La posizione di Paolo Bonaiuti, fiorentino, portavoce di Silvio Berlusconi, arriva direttamente da Palazzo Grazioli a Roma. “Purtroppo, ormai, è diventata solo una questione politica perché io sono al mio secondo mandato ed evidentemente il centrodestra è già in campagna elettorale” ribatte da Palazzo della Signoria il sindaco diessino, Leonardo Domenici.
Motivo del contendere, tre nuove linee tranviarie. La prima, dalla stazione di Santa Maria Novella a Scandicci, in allestimento, sarà pronta nel 2008. Per la seconda, quella che ha sollevato più polemiche, con tragitto aeroporto-Duomo-piazza della Libertà, deve ancora aprire il cantiere. Così come anche per la terza linea: dall’Ospedale di Careggi a Fortezza. Entrambe saranno finite, almeno sulla carta, nel 2010.

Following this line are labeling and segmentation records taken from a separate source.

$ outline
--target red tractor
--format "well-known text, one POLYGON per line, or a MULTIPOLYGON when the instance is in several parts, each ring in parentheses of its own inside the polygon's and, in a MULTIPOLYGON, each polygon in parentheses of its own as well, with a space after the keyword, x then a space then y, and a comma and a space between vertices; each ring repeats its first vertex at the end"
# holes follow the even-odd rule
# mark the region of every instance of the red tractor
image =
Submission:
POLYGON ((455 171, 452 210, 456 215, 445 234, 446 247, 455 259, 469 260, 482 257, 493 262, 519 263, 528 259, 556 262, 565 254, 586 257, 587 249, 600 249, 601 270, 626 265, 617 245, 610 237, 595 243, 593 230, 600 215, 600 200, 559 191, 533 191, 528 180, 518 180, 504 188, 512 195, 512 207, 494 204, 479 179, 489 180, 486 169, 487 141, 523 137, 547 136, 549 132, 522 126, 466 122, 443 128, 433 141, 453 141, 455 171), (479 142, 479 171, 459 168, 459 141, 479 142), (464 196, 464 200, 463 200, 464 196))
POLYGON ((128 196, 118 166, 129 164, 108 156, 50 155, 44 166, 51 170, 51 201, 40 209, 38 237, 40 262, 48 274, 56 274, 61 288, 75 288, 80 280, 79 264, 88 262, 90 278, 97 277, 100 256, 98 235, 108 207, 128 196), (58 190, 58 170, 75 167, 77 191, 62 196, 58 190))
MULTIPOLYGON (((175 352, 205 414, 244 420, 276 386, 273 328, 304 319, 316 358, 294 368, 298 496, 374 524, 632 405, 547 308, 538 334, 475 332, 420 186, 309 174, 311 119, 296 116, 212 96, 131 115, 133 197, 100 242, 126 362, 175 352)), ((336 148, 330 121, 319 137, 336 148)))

I tram, color argento con una striscia rossa, lunghi 32 metri, alti 3 metri e 30, larghi 2, capienza 202 persone, sono al momento in costruzione negli stabilimenti Ansaldo Breda. Tram già utilizzati a Milano, Napoli e Atene. “Molto simili al numero 8 che a Roma parte da largo Argentina” spiega il tecnico che si è occupato del progetto, Gabriele Ottanelli, mostrando a Panorama parte del cantiere aperto tra la Stazione e il parco delle Cascine.
“Tutte le accuse” dice a Panorama Giuseppe Matulli, vicesindaco e assessore alla Mobilità fiorentina, “sono infondate: la zona del centro sarà interamente pedonalizzata, quindi passerà un solo tram e non più tanti autobus inquinanti come adesso. Vibrazioni non ce ne saranno per via di speciali cuscinetti posti sulle rotaie. E comunque la zona del Battistero sarà libera finalmente dalle macchine. Per quanto riguarda i muretti di contenimento, sono semplici cordoli”.
Ma la questione è tutt’altro che chiusa. Nei giorni scorsi sono intervenuti il cardinale Ennio Antonelli, l’ex sovrintendente Antonio Paolucci, decisamente contrario al percorso in centro, nonché il direttore generale per i beni culturali della Toscana Mario Lolli Ghetti, che invece chiede solo che “la tramvia sia ben fatta”.
Ci sono poi i più oltranzisti. Un consigliere comunale dell’Udc, Mario Razzanelli, lancia l’idea di un referendum, sebbene i lavori siano già in corso. E sono attivi almeno due comitati antitram. Da un lato l’architetto Luciano Ghinoi (”Questa è una metropolitana di superficie che taglia in due interi quartieri”), dall’altro Mario Bencivenni, presidente del “comitato del quartiere quattro”, che aumenta il carico: “Per fare le rotaie hanno devastato il parco delle Cascine”.
Commenta con Panorama l’ex ministro dell’Ambiente, Altero Matteoli, di An, toscano doc: “Piuttosto che pensare a una tranvia, nella zona Battistero-Duomo dovrebbe essere creato un parco culturale del Rinascimento: il centro di Firenze è stato dichiarato dall’Unesco patrimonio dell’umanità. Qualcuno ha mai pensato di far passare un tram in piazza Navona a Roma, nella piazza dei Miracoli a Pisa o in altri luoghi simbolo della cultura italiana?”.